حوده عمليق💯بنغازي💯🚀✈️🟩
23/05/2023 05:38
"Weird Woman" is the second in the "Inner Sanctum" film series, an adaptation of the Fritz Leiber, Jr. story "Conjure Wife". It's good fun in the tradition of the Universal black & white thrillers, taking a psychological approach to its story of college campus politics.
Lon Chaney, Jr. is likable as always in the role of Professor Norman Reed, who meets a lovely young woman, Paula (Anne Gwynne), in an exotic setting. The young woman is extremely superstitious, and it's suspected later that she could be using black magic to help Norman, whom she marries, to get ahead. It turns out that somebody else is scheming, and scheming, to make life Hell for both Norman and Paula.
Now, anybody watching can easily figure out Whodunit, but as directed by Reginald Le Borg, this entertaining little movie moves right along, with some amusing plot twists and supporting characters. Evelyn Ankers, who'd been Chaney's co-star in the horror classic "The Wolf Man", does well here in a change of pace role as a colleague with whom Norman had been involved. It's particularly interesting to note all of the attention Chaney gets from the opposite sex here, as no less than three females, including Lois Collier as adoring student Margaret Mercer, fixate on him.
The theme is a pretty good one, of superstition vs. reason; Paula takes the former so seriously that it's devastating for her when Norman forces her to destroy her totems. She and Norman eventually have to work to clear his good name when he's implicated in both a suicide and a murder. The movie overall is no great shakes, but it's still an agreeable diversion, and like many of the genre films of the era, it has a reasonably short running time, telling and wrapping up its story in a trim 64 minutes.

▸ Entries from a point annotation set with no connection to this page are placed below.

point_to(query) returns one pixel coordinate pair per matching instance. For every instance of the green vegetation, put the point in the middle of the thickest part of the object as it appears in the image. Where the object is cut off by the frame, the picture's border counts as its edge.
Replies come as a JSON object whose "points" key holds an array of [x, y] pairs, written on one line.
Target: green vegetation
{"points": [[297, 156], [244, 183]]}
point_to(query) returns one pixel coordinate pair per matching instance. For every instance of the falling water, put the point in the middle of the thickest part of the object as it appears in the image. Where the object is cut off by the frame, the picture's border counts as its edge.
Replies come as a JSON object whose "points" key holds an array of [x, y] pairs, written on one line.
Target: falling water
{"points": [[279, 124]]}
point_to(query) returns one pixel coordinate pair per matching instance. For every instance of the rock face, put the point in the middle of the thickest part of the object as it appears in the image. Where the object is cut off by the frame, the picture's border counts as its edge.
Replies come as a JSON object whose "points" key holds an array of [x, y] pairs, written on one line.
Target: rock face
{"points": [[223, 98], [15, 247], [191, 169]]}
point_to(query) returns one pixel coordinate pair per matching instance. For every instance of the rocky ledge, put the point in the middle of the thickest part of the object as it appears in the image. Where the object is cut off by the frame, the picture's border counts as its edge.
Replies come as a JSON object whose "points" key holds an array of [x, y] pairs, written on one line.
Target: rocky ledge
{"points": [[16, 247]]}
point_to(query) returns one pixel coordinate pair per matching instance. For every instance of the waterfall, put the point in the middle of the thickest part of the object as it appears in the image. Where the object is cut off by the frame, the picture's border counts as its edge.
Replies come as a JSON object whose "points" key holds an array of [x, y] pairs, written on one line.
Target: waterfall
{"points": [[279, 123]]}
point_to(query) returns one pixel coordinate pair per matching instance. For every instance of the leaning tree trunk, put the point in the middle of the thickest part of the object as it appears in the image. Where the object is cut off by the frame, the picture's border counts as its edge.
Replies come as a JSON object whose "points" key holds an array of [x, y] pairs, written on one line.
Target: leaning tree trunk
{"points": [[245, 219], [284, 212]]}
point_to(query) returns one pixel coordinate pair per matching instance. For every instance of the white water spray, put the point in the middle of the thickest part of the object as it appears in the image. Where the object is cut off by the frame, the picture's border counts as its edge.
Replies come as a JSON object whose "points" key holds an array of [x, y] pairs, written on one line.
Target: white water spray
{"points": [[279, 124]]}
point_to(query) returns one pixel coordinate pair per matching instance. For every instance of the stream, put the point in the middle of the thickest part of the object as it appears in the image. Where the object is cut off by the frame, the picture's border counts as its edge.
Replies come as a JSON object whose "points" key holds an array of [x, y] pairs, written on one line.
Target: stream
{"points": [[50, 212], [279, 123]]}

The same story would again be filmed as "Burn, Witch, Burn" in the 1960s and "Witches' Brew" in the 1980s.
Seven out of 10.
Claayton07
23/05/2023 05:38
Reginald Le Borg directs this horror and mystery film from the Inner Sanctum franchise. Professor Norman Reed (Lon Chaney, Jr.) falls in love with a beautiful woman, he meets while on vacation in the South Seas. He returns to his college community to some excitement over his new book and mixed emotions about his exotic new wife Paula (Anne Gwynne). She is given a cool reception, especially from Ilona (Evelyn Ankers), who thought Reed was returning to her. Most of the town is thinking that Paula is a voodoo princess that can conjure supernatural phenomena. Jealousy, death and strange events lend to hardship for the island beauty to adjust to life among vicious suspicions. Is she actually a superstitious witch? A very strong cast also features: Ralph Morgan, Lois Collier, Phil Brown, Harry Hayden, Elisabeth Risdon and Gertrude Astor.
Annybabe 🥰💖
23/05/2023 05:38
Weird Woman (1944)
** 1/2 (out of 4)
Second in the Inner Sanctum series has a college professor (Lon Chaney, Jr.) marrying a former voodoo princess (Anne Gwynne) only to have his ex (Evelyn Ankers) seek revenge. This was certainly better than the previous film but like that film this one here leaves a lot to be desired. I'm a big fan of Ankers and it was nice seeing her play the bad girl instead of the girl always being saved by the hero. She does a very good job here as does Gwynne. The ending is very effective but can't overcome slowness in the first part of the film.